Best of luck to us all.

iterator23

@vdsadmin

Which unifi switches and aps do you have at the sites?

I am running ISC never moved to KEA.

Not sure if related at all but in your unifi console under ports are you seeing TX drops? I am asking because I am running Gen 1 switches and see some TX drops across multiple but not the newer switches.

vdsadmin

@iterator23

At the most affected site I am running a single USW 16 PoE switch with a single Nano HD WAP.
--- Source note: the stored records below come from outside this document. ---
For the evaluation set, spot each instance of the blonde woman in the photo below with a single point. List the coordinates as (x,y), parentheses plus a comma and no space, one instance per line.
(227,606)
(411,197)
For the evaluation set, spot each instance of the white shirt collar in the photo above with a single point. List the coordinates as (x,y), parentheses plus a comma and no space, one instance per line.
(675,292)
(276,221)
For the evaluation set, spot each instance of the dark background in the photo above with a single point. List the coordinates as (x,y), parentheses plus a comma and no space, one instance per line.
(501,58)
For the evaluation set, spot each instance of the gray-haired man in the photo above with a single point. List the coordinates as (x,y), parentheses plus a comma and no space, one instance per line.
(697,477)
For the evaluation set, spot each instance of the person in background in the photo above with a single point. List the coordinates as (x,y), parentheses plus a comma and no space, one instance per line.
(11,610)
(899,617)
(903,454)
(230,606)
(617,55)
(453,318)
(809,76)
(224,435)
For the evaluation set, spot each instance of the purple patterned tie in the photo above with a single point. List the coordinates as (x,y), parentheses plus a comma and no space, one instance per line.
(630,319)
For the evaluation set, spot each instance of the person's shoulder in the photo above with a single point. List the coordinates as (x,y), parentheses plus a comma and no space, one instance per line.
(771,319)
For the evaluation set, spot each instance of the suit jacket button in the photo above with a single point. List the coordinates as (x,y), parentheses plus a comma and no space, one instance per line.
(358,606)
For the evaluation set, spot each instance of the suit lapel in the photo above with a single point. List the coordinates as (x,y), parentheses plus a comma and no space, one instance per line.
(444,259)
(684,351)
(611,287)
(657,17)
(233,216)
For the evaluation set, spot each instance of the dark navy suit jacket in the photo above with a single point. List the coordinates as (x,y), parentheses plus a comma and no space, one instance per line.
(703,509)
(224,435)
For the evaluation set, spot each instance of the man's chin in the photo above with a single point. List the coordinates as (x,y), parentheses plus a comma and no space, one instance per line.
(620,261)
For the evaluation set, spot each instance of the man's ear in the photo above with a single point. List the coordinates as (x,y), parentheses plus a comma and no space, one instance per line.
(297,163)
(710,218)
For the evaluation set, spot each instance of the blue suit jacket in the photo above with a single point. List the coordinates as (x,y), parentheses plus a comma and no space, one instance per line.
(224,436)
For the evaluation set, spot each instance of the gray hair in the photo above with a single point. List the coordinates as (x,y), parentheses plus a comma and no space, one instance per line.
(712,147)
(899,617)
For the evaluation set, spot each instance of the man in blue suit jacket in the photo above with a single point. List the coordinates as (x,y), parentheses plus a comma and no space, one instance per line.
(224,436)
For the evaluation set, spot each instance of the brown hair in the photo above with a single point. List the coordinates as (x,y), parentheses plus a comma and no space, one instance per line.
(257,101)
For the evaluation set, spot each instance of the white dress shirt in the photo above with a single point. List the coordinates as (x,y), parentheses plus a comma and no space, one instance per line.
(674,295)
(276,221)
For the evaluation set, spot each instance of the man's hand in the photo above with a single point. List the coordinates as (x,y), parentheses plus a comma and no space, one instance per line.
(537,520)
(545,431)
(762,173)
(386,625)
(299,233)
On the average day I am not experiencing any drops on the switch. The Netgate 3100 is not reporting any errors on the interfaces.

stephenw10

Kea is only the server side for internal clients. It has nothing to do with the dhclient requests on WAN.

vdsadmin

@stephenw10

Understood. That is how I understand it as well. However, there are still entries in the DHCP log that reference the WAN DHCP server around the time of the WAN outage.

This is a current entry in the DHCP log from a Netgate 4100 and ix3 is the WAN Interface. This particular system is still running Kea and is on a stable Spectrum connection and is not experiencing any outages.

Mar 21 09:39:22 dhclient 44939 bound to xxx.xxx.xxx.xxx -- renewal in 43200 seconds.
Mar 21 09:39:22 dhclient 75840 Creating resolv.conf
Mar 21 09:39:22 dhclient 74947 RENEW
Mar 21 09:39:22 dhclient 44939 DHCPACK from 142.254.150.237
Mar 21 09:39:22 dhclient 44939 DHCPREQUEST on ix3 to 142.254.150.237 port 67

I have no idea if Kea is the culprit. I am just raising it up in case there is an outside chance this could be the issue.

vdsadmin

@stephenw10

I will do that as soon as I am able.

stephenw10

It could be Kea via some affected process but not directly.

If dhclient shows failing to pull a new lease at release time then that's certainly a problem.